Using Oracle Cloud Infrastructure Data Science of the organization can accelerate successful deployment of models, receive results and performance of the corporate level for predictive analytics and to provide positive results for business, consider in Oracle.
The Cloud Data Science Platform platform offers seven services. They integrate complex experience, improve and accelerate obtaining results in the Data Science projects:
- Oracle Cloud Infrastructure Data Science: allows users to create new models of machine learning, to train them and to manage them in the environment of Oracle Cloud using Python and other tools and libraries open source, including TensorFlow, Keras and Jupyter.

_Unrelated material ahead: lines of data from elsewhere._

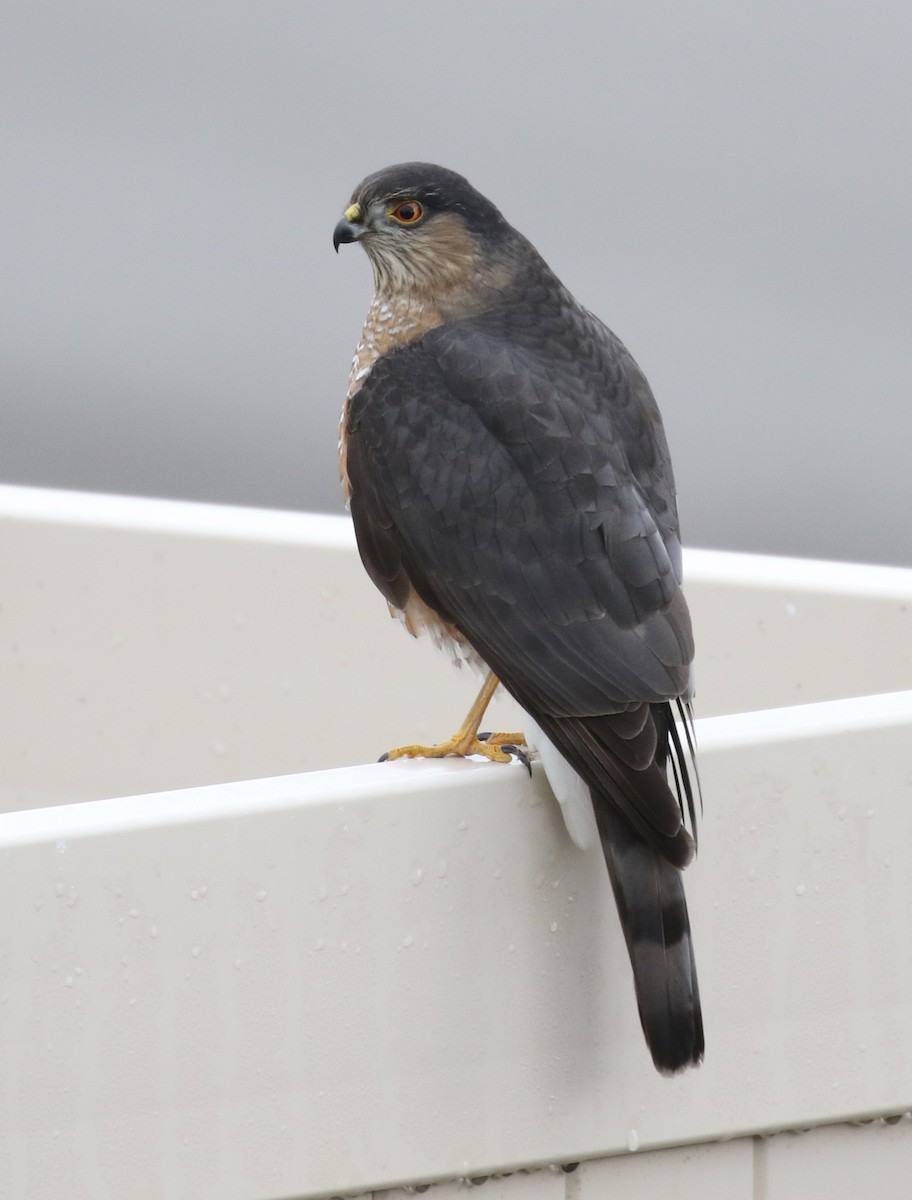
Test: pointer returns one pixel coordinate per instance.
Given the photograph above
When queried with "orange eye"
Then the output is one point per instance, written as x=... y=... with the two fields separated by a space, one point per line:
x=408 y=213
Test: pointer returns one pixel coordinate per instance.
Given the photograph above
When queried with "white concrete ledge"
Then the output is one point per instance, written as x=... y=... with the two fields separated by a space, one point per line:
x=347 y=979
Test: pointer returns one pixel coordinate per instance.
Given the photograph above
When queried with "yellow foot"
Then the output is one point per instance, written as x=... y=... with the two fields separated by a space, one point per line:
x=495 y=747
x=467 y=741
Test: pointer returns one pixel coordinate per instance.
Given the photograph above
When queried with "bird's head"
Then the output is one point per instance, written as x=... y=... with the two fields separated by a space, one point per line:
x=426 y=229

- Possibilities of machine learning in Oracle Autonomous Database: algorithms of machine learning are closely integrated into the autonomous Oracle database of Autonomous Database with support of Python and the automated machine learning. The forthcoming integration with Oracle Cloud Infrastructure Data Science service will allow developers to create models, using both the open code, and scalable algorithms in the database. Application of algorithms to data in Oracle Database accelerates obtaining results due to reduction of a set-up time and reduction of need for data movement.
- Oracle Cloud Infrastructure Data Catalog: the directory of data helps users to detect, find, organize, enrich and to trace assets of data in Oracle Cloud. The Oracle Cloud Infrastructure Data Catalog directory has the built-in business glossary allowing to select and find easily necessary and entrusted data.

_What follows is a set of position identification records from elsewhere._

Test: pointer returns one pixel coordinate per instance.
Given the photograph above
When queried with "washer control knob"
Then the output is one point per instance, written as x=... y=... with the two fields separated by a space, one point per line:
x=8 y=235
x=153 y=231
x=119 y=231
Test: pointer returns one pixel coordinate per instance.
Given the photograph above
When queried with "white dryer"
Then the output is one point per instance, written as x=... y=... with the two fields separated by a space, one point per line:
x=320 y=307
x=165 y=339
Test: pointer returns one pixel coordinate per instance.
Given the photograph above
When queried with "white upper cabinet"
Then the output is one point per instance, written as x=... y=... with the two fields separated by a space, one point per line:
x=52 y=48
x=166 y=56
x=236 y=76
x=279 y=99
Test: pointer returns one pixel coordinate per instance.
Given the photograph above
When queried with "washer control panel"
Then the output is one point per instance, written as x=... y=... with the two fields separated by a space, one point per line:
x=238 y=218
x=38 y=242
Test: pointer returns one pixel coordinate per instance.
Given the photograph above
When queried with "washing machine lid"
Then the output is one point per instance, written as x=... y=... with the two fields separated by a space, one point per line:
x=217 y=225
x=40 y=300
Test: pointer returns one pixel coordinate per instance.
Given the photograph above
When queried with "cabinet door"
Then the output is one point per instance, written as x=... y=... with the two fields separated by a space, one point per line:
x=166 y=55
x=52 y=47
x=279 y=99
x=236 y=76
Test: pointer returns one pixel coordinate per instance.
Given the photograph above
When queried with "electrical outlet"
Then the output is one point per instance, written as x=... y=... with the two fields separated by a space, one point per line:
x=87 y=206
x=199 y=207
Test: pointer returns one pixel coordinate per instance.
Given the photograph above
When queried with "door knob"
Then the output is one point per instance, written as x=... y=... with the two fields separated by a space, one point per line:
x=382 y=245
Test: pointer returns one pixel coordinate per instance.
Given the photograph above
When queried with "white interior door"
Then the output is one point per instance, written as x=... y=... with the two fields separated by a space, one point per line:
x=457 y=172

- Oracle Big Data Service: offers complete implementation of Cloudera Hadoop with significantly simpler management in comparison with other offers of Hadoop. For example, one mouse click it is possible to create a cluster of high availability or to ensure safety. Oracle Big Data Service also includes machine learning for Spark that allows the organizations to execute algorithms of machine learning Spark in memory using one product and with the minimum data movement.
- Oracle Cloud SQL: allows to execute SQL queries to data in HDFS, Hive, Kafka, NoSQL and object storage. CloudSQL allows any user, the application or the analytical tool who can interact with Oracle databases, is transparent to work with data in other data warehouses, using advantages of processing with descent (push-down) and horizontal scaling (scale-out) of data for minimization of their movement.
- Oracle Cloud Infrastructure Data Flow: completely managed service of Big Data allowing users to run the Apache Spark applications without creating infrastructure for their deployment or management of them. It gives to the enterprises the chance to quicker release applications using Big Data and AI. Unlike the competing Hadoop and Spark services, the Oracle Cloud Infrastructure Data Flow service offers the single window for tracking of all Spark tasks allowing to reveal resource-intensive tasks or to diagnose and fix problems.
- Oracle Cloud Infrastructure Virtual Machines for Data Science: Oracle Cloud Infrastructure virtual machines for Data Science are the previously configured environments based on graphic processors with the general IDE, notepads and frameworks which it is possible to configure and start less than in 15 minutes for 30 dollars a day, claim in Oracle.